Quien ríe el último
Al ver 'Joker' es fácil inferir que a Todd Phillips el movimiento de los indignados -y sus derivadas- se le antoja, esencialmente, una payasada.
“El secreto de la gracia de los clowns es que se caracterizan de calaveras”, sintetizó Gómez de la Serna en una greguería que tiene su réplica en una cartelera donde el Pennywise de It. Capítulo 2 y el Arthur Fleck de Joker proponen, cada uno a su manera, que el secreto de la eficacia de la Muerte está en caracterizarse de clown. En la película que Todd Phillips ha dedicado a la génesis del célebre supervillano del universo D. C., el Joker deja en suspenso el remate de un chiste en plena emisión de un programa televisivo. Su presentador, Murray Franklin -interpretado por un Robert De Niro en el que confluyen la memoria de Travis Bickle y Rupert Pupkin: la película es una cámara de ecos-, le indica que tanto él como su audiencia están esperando ese remate, la punchline. “Aquí no hay punchline”, replica el tortuoso personaje, al que Joaquin Phoenix insufla un retorcimiento expresionista sin parangón desde Conrad Veidt. Los detractores de la película no pueden decir lo mismo, porque, al final de la controversia que ha rodeado al estreno, sí ha habido al menos una punchline bastante sorprendente.

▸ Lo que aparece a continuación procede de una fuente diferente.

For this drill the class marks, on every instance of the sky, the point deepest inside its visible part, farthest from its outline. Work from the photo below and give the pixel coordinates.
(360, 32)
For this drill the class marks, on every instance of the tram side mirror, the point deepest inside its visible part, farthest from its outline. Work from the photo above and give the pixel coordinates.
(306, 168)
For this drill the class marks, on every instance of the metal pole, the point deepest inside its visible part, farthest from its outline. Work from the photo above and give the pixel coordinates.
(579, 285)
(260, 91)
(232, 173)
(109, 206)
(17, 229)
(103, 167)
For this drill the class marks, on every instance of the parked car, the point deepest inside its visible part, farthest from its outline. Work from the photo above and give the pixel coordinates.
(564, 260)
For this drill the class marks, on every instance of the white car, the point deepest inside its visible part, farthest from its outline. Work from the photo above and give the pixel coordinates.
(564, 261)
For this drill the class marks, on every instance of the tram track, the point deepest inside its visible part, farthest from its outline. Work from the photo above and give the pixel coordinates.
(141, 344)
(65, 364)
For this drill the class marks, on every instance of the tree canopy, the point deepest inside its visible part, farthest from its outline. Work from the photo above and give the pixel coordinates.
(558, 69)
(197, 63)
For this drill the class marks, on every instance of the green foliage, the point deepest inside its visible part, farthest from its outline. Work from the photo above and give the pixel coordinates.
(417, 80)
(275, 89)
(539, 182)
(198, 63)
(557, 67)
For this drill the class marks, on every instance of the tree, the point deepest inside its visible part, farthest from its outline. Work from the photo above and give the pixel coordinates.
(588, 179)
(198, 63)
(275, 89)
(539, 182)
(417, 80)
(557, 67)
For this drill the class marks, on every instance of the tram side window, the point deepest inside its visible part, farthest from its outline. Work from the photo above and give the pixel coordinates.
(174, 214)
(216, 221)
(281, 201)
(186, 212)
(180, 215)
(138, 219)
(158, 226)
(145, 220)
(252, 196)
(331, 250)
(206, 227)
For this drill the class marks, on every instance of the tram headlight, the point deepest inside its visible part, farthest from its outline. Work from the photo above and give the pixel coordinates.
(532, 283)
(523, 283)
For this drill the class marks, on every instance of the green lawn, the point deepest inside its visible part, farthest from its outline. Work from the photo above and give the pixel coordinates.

El recuerdo de la tragedia que se vivió el 20 de julio de 2012 en la sala Century 16 de Aurora (Colorado), cuando un francotirador se cobró doce víctimas mortales e hirió a otros setenta espectadores durante una proyección de El caballero oscuro: La leyenda renace, abrió la polémica: familiares de las víctimas dirigieron una carta a Warner Bros. temiendo en Joker un potencial poder inspirador para futuras explosiones de violencia. El comprensible duelo se dejaba llevar en su mensaje por esa inercia, siempre tan resbaladiza, de establecer relaciones de causa / efecto entre representación y realidad. Cuando Joker ha llegado a las pantallas tras su arrollador paso por el festival de Venecia, dos cosas han quedado claras: a) que Joaquin Phoenix se deja la piel ofreciendo una interpretación que es a todas luces memorable, y b) que Phillips no celebra -ni convierte en héroe- a su protagonista. Sobre este último punto, no obstante, convendría añadir algo más: lejos de ser el discurso transgresor que cree ser, Joker sigue la estela de la película de Nolan antes mencionada, donde las resonancias del movimiento Occupy Wall Street se asociaban al reinado del terror tras la Revolución Francesa. Viendo Joker es fácil inferir que a Phillips el movimiento de los indignados -y sus derivadas- se le antoja, esencialmente, una payasada.
Críticos tan relevantes como A. O. Scott (The New York Times), Stephanie Zacharek (Time) y Richard Brody (The New Yorker) no han sido precisamente benévolos con la película. Para este último, el modo en que Phillips y su coguionista Scott Silver se inspiran en sucesos reales para dar forma a algunas situaciones del relato -el caso de los Cinco de Central Park, el tiroteo de Bernhard Goetz en 1984- define como un libro abierto la cínica agenda política de este trabajo. Poco ha tardado Todd Phillips en alzar la voz contra la izquierda y la era de la concienciación global, aduciendo que lo que le ha llevado a hacer una película tan oscura es la imposibilidad de seguir haciendo comedias -su especialidad- en tiempos de “ofendiditos”. ¿Les suena? Un perfecto remate al final del chiste, que le ha merecido la befa tuitera de un compañero de gremio, Taika Waititi, que, en la era en que supuestamente no se puede bromear sobre nada, ha estrenado Jojo Rabbit, película donde un niño alemán discute con su pintoresco amigo imaginario, Adolf Hitler, sobre qué hacer con la niña judía que su madre ha escondido en el ático.